Other notable developments include a rack-and-pinion steering system that replaces the previous generation's outdated recirculating ball setup, and available side curtain-type airbags for all three rows of seats.
Like the previous version, the 2007 Suburban is available in a wide variety of payload, drivetrain and trim-level configurations: Regular-duty 1500 and heavy-duty 2500 models come with either rear- or four-wheel drive in base LS, LT and top-of-the-line LTZ trims. The Suburban's GM sibling is the more upscale GMC Yukon XL; both hit showrooms in spring 2006.
Exterior Up front, the Suburban wears a version of Chevrolet's new corporate grille, with an upper and lower section split by a prominent cross-member featuring a Chevy bowtie emblem. Single-frame headlamps replace the stacked headlamps of the previous Suburban, while wraparound lower fascias with integrated fog lights minimize body gaps. Aside from some minor door bump strips, the Suburban's sides are relatively smooth. The squared-off rear has a small roof spoiler, and a power-operated rear liftgate is available on higher trim levels. Parking assistance comes in the form of either an optional sonar proximity warning system or an optional rearview camera. Power-extending running boards will be available later in the model year.
A Z71 offroad package, available in fall 2006, features larger fog lights, a chrome grille and 18-inch wheels. Seventeen-inch wheels are standard on LS and LT trims, while 20-inch wheels are optional on the LT and standard on the LTZ.
Interior A lower, more curvaceous dash replaces the previous Suburban's trucklike one. Chrome rings surround flush-mounted buttons, and the seats have firmer cushions for better support. Like its predecessor, the 2007 Suburban continues to offer seating for up to nine occupants across three rows of seats. First-row occupants gain three inches of lateral room, but headroom shrinks slightly in the second row. Third-row passengers relinquish both headroom and legroom.
Cargo volume measures 45.8 cubic feet behind the third row. Third-row seats fold down or can be completely removed, but there isn't a fold-flat feature as in some other full-size SUVs. Second-row seats fold forward manually, and a power-operated folding mechanism is available on higher trims. With the second row stowed and the third row removed, cargo volume expands to its maximum, 137.4 cubic feet. Other options include a navigation system, a rear-seat entertainment system, dual-zone automatic climate control and first- and second-row heated seats.

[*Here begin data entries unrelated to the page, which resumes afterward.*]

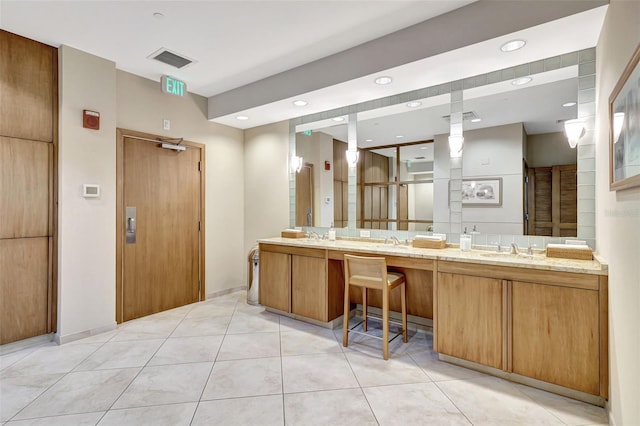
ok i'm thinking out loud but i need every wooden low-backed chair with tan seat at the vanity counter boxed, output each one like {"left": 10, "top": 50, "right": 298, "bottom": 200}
{"left": 342, "top": 254, "right": 407, "bottom": 360}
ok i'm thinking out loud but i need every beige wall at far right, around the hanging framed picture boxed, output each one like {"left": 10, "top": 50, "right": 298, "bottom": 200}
{"left": 595, "top": 0, "right": 640, "bottom": 425}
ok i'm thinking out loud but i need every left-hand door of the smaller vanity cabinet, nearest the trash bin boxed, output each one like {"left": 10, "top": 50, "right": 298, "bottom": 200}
{"left": 258, "top": 251, "right": 291, "bottom": 312}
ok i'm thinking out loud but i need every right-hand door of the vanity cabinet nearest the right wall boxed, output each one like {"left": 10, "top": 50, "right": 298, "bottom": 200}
{"left": 512, "top": 282, "right": 600, "bottom": 395}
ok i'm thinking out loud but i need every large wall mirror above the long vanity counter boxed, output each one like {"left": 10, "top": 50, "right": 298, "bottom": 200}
{"left": 292, "top": 48, "right": 596, "bottom": 245}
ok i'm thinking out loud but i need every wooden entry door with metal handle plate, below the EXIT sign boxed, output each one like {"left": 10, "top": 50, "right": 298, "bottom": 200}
{"left": 119, "top": 132, "right": 202, "bottom": 321}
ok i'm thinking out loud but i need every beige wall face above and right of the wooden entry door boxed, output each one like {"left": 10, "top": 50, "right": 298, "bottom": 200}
{"left": 117, "top": 71, "right": 246, "bottom": 294}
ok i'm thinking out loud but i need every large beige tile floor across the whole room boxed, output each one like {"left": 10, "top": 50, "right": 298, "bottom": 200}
{"left": 0, "top": 292, "right": 607, "bottom": 426}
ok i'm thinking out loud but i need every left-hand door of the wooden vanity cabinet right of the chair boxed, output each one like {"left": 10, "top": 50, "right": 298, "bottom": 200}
{"left": 436, "top": 272, "right": 506, "bottom": 369}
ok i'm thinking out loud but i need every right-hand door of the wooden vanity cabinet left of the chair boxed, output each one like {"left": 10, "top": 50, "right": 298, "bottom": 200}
{"left": 291, "top": 255, "right": 328, "bottom": 322}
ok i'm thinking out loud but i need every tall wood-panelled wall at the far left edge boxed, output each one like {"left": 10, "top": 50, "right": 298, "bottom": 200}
{"left": 0, "top": 30, "right": 58, "bottom": 344}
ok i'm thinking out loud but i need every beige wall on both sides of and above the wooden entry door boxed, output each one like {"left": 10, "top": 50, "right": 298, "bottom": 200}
{"left": 57, "top": 46, "right": 245, "bottom": 343}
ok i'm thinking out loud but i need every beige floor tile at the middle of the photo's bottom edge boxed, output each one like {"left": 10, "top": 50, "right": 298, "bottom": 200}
{"left": 284, "top": 389, "right": 377, "bottom": 426}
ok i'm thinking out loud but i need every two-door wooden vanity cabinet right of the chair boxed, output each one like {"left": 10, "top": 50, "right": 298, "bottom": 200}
{"left": 434, "top": 261, "right": 608, "bottom": 398}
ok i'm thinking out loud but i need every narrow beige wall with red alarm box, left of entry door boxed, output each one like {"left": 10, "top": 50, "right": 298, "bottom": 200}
{"left": 56, "top": 46, "right": 116, "bottom": 343}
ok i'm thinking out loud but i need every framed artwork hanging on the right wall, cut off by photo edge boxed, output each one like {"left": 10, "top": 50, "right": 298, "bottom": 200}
{"left": 609, "top": 45, "right": 640, "bottom": 191}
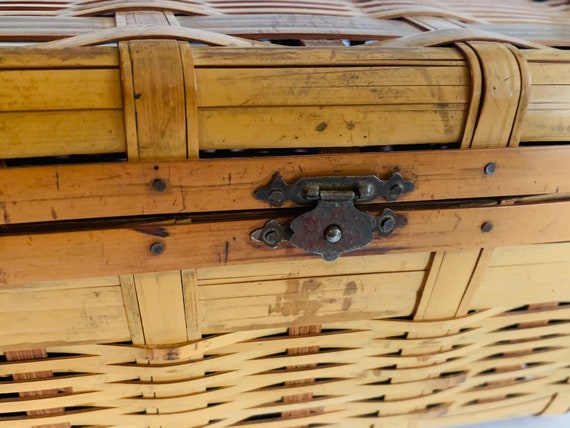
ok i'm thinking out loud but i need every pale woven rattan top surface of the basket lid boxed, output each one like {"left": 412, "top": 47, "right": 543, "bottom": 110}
{"left": 0, "top": 0, "right": 570, "bottom": 46}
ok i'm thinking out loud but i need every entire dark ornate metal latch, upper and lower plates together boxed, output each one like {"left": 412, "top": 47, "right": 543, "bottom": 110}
{"left": 251, "top": 172, "right": 415, "bottom": 261}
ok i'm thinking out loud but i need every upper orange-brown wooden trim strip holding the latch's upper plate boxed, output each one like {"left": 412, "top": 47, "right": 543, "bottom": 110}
{"left": 0, "top": 146, "right": 570, "bottom": 224}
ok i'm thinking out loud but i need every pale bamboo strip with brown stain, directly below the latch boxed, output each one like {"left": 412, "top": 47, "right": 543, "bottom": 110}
{"left": 198, "top": 272, "right": 424, "bottom": 332}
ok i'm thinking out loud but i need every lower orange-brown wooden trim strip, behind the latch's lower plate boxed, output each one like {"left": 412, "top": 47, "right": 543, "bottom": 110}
{"left": 0, "top": 202, "right": 570, "bottom": 285}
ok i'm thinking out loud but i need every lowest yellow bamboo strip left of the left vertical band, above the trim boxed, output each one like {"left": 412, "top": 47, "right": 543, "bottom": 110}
{"left": 0, "top": 109, "right": 126, "bottom": 159}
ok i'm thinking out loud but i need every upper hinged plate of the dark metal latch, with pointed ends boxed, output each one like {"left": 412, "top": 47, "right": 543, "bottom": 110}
{"left": 254, "top": 172, "right": 415, "bottom": 207}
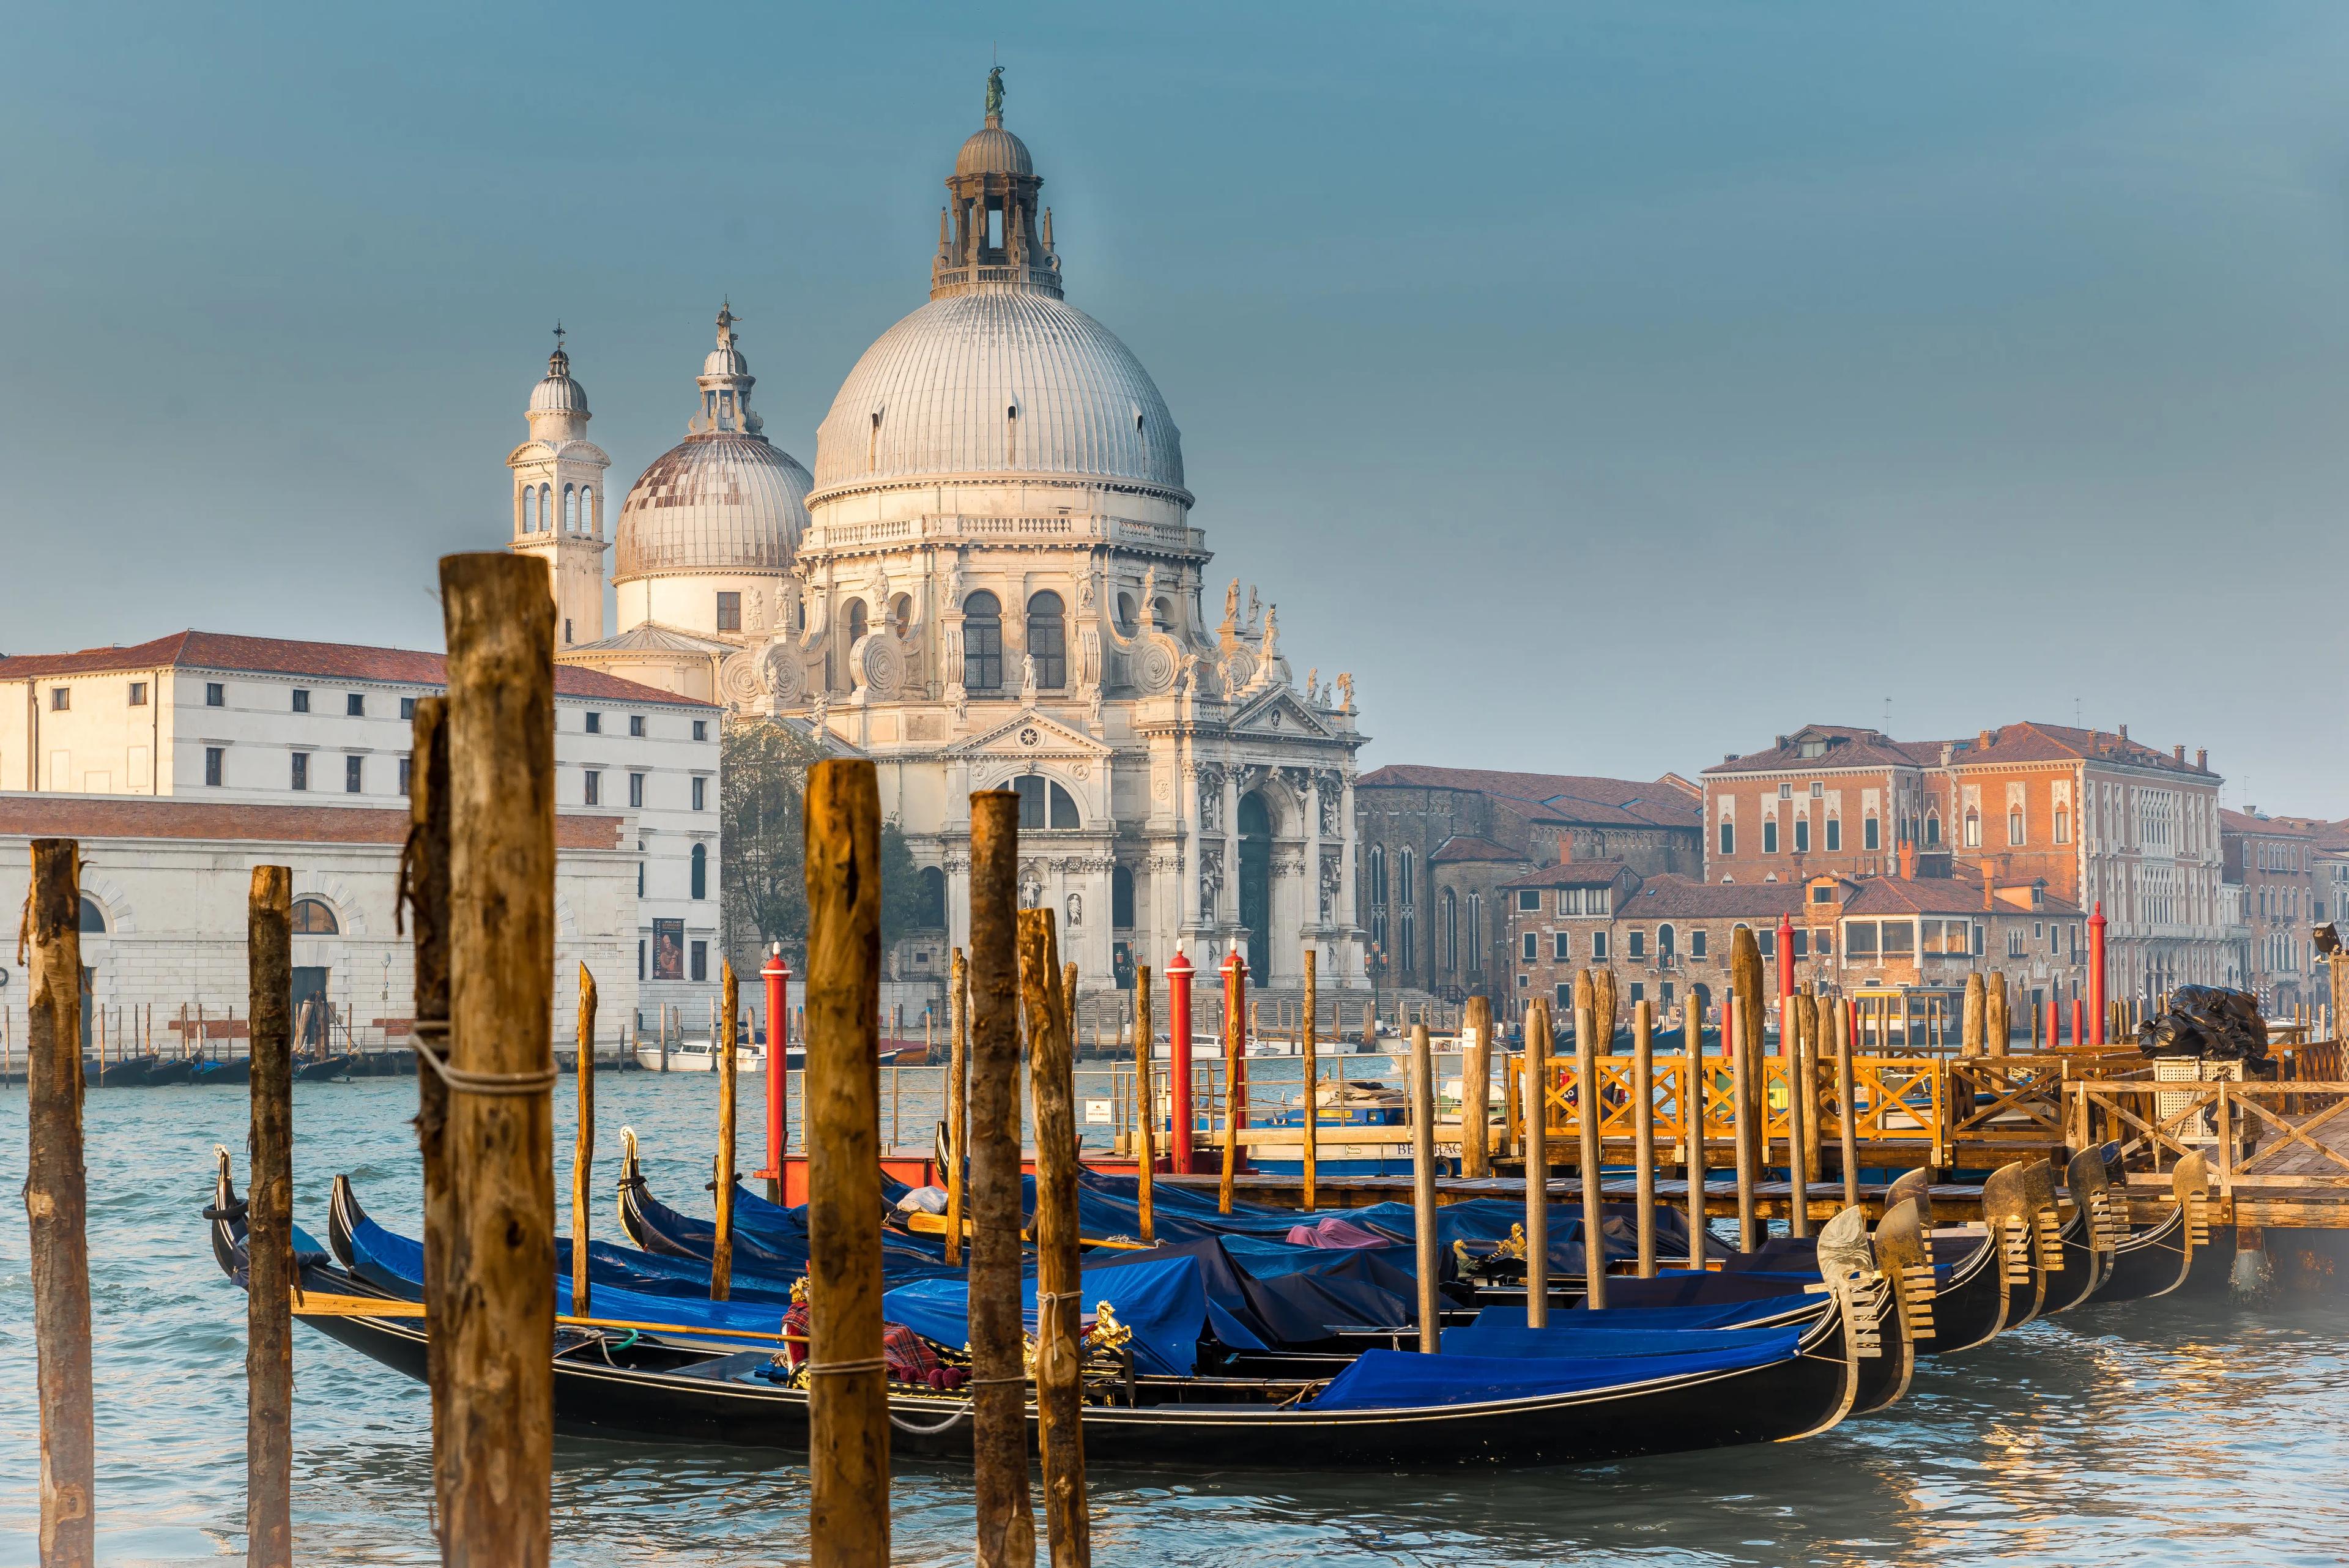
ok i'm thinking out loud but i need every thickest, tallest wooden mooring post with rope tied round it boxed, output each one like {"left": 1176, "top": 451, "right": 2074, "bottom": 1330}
{"left": 425, "top": 552, "right": 554, "bottom": 1568}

Under the Hood The Suburban's drivetrain differs depending on whether a regular-duty 1500 or heavy-duty 2500 series is selected. An iron-block 5.3-liter V-8 powers rear-wheel-drive 1500 models, while an all-aluminum version powers four-wheel-drive models; both engines generate 320 horsepower and 340 pounds-feet of torque and are compatible with regular-grade gasoline or E85 ethanol-based fuel. Available later in 2006 is an all-aluminum 6.0-liter V-8 rated at 355 hp and 365 pounds-feet of torque. These engines utilize variable-valve timing and fuel management systems that shut down half the cylinders when power needs are low. The cylinder-deactivation technology is claimed to increase fuel economy by about 10 percent.
Suburban 2500 models are powered by an iron-block version of the 6.0-liter V-8 that features variable-valve timing but not cylinder deactivation; it produces 350 hp and 360 pounds-feet of torque.
The only transmission offered is a four-speed automatic. When properly equipped, Suburbans can tow up to 8,100 pounds.
Safety All-disc antilock brakes, traction control and GM's StabiliTrak electronic stability system are standard. Optional side curtain-type airbags cover all three rows of seats and are designed to deploy in a rollover. The front seat belts have pretensioners that can activate in the event of a rear-end collision in addition to the more typical frontal-crash deployment.